Personal information
- Date of birth: December 2, 1995 (age 30)
- Place of birth: Miami, Florida, United States
- Height: 1.90 m (6 ft 3 in)
- Position: Forward

College career
- Years: Team / Apps / (Gls)
- 2014–2017: Creighton Bluejays / 74 / (30)

Senior career*
- Years: Team / Apps / (Gls)
- 2016: Lane United / 4 / (0)
- 2017: Tampa Bay Rowdies U23 / 2 / (1)
- 2018: Real Salt Lake / 1 / (0)
- 2018: → Real Monarchs (loan) / 8 / (0)
- 2019: Lansing Ignite / 8 / (3)
- 2020: Fort Lauderdale CF / 16 / (7)
- Total:  / 39 / (11)

= Ricky Lopez-Espin =

American soccer player (born 1995)

Ricky Lopez-Espin (born December 2, 1995) is an American former soccer player.

==Career==
===College===
Lopez-Espin spent his entire college career at Creighton University. He made a total of 74 appearances for the Bluejays and tallied 30 goals and 7 assists. During his senior year at Creighton, he was named USC First Team All-Great Lakes Region, Big East Conference Player of the Year, and First Team All-Big East Conference.

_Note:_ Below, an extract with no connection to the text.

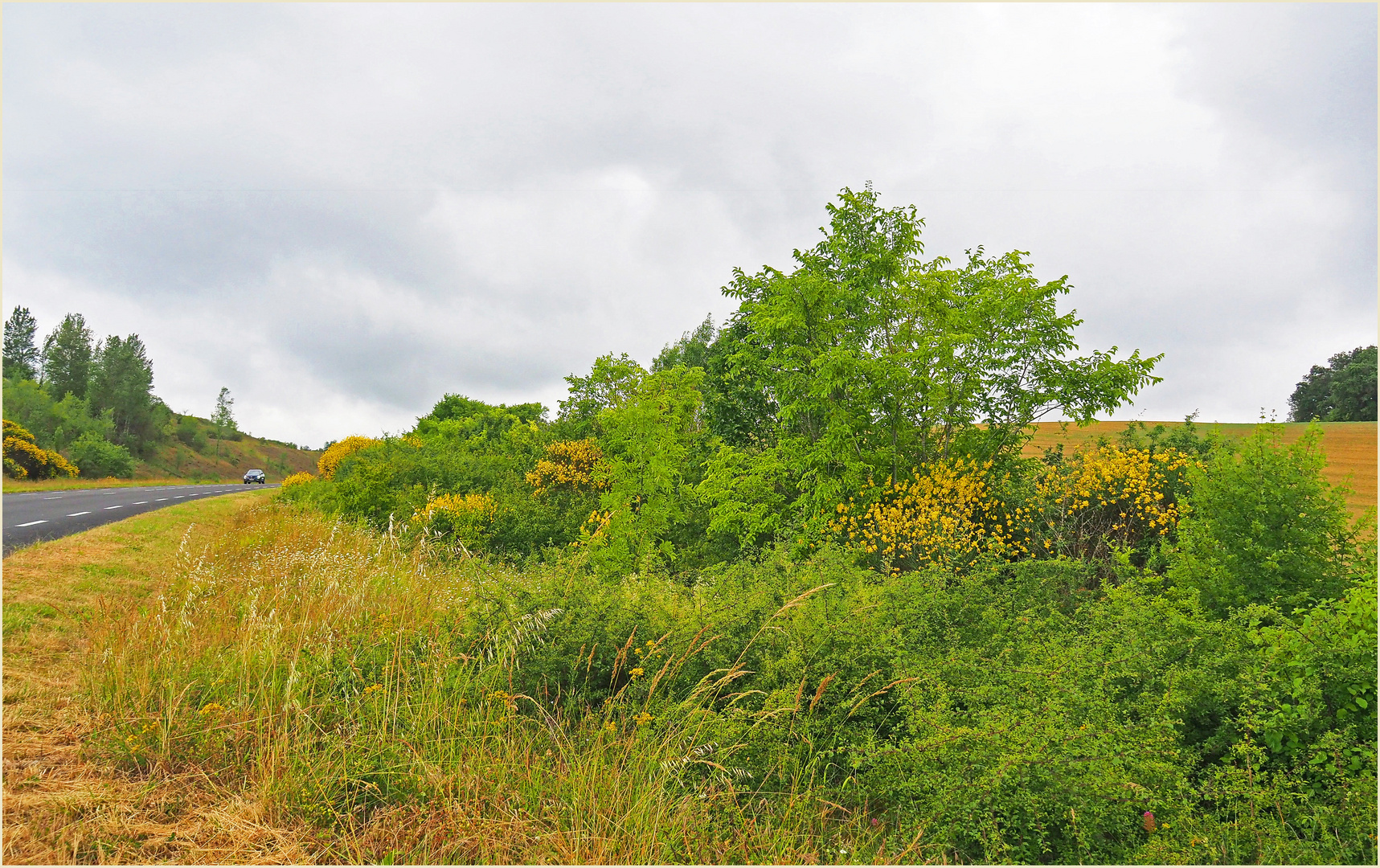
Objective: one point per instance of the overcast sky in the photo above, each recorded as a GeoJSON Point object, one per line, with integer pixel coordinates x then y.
{"type": "Point", "coordinates": [344, 211]}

While at college, Lopez-Espin played for Premier Development League sides Lane United and Tampa Bay Rowdies U23.

===Professional===
On January 19, 2018, Lopez-Espin was selected 33rd overall in the 2018 MLS SuperDraft by the Real Salt Lake.

On March 24, he made his professional debut for Salt Lake's USL affiliate club Real Monarchs, appearing as an 85th-minute substitute in a 3–2 victory over Tulsa Roughnecks.

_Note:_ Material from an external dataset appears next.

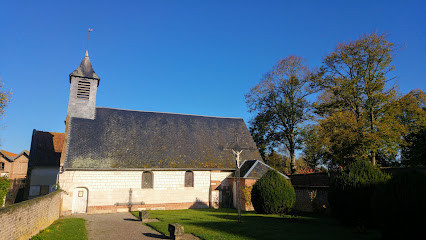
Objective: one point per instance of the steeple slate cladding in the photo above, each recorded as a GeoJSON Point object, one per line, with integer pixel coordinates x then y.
{"type": "Point", "coordinates": [84, 83]}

Lopez-Espin was released by Salt Lake at the end of their 2018 season. On December 12, 2018, Lopez-Espin was selected by Los Angeles FC in the MLS Waiver Draft.

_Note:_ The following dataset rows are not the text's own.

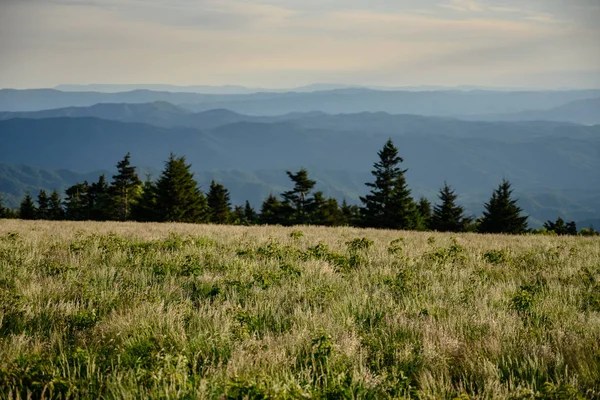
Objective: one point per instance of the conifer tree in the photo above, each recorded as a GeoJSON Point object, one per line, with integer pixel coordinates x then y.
{"type": "Point", "coordinates": [218, 203]}
{"type": "Point", "coordinates": [502, 215]}
{"type": "Point", "coordinates": [350, 214]}
{"type": "Point", "coordinates": [144, 210]}
{"type": "Point", "coordinates": [560, 227]}
{"type": "Point", "coordinates": [250, 215]}
{"type": "Point", "coordinates": [27, 210]}
{"type": "Point", "coordinates": [5, 212]}
{"type": "Point", "coordinates": [126, 186]}
{"type": "Point", "coordinates": [448, 216]}
{"type": "Point", "coordinates": [99, 200]}
{"type": "Point", "coordinates": [237, 216]}
{"type": "Point", "coordinates": [271, 212]}
{"type": "Point", "coordinates": [325, 211]}
{"type": "Point", "coordinates": [298, 198]}
{"type": "Point", "coordinates": [423, 222]}
{"type": "Point", "coordinates": [55, 208]}
{"type": "Point", "coordinates": [177, 194]}
{"type": "Point", "coordinates": [389, 204]}
{"type": "Point", "coordinates": [77, 207]}
{"type": "Point", "coordinates": [43, 209]}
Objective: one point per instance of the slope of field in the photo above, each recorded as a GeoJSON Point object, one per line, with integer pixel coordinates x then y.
{"type": "Point", "coordinates": [130, 310]}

On March 21, 2019, Lopez-Espin signed for Lansing Ignite. On April 8, Lopez-Espin was suspended for four matches after he made an anti-LGBT comment during a match against the Greenville Triumph. On June 26, 2019, Lopez and Lansing mutually terminated his contract.

Lopez-Espin spent a single season in USL League One with Fort Lauderdale CF during their 2020 season.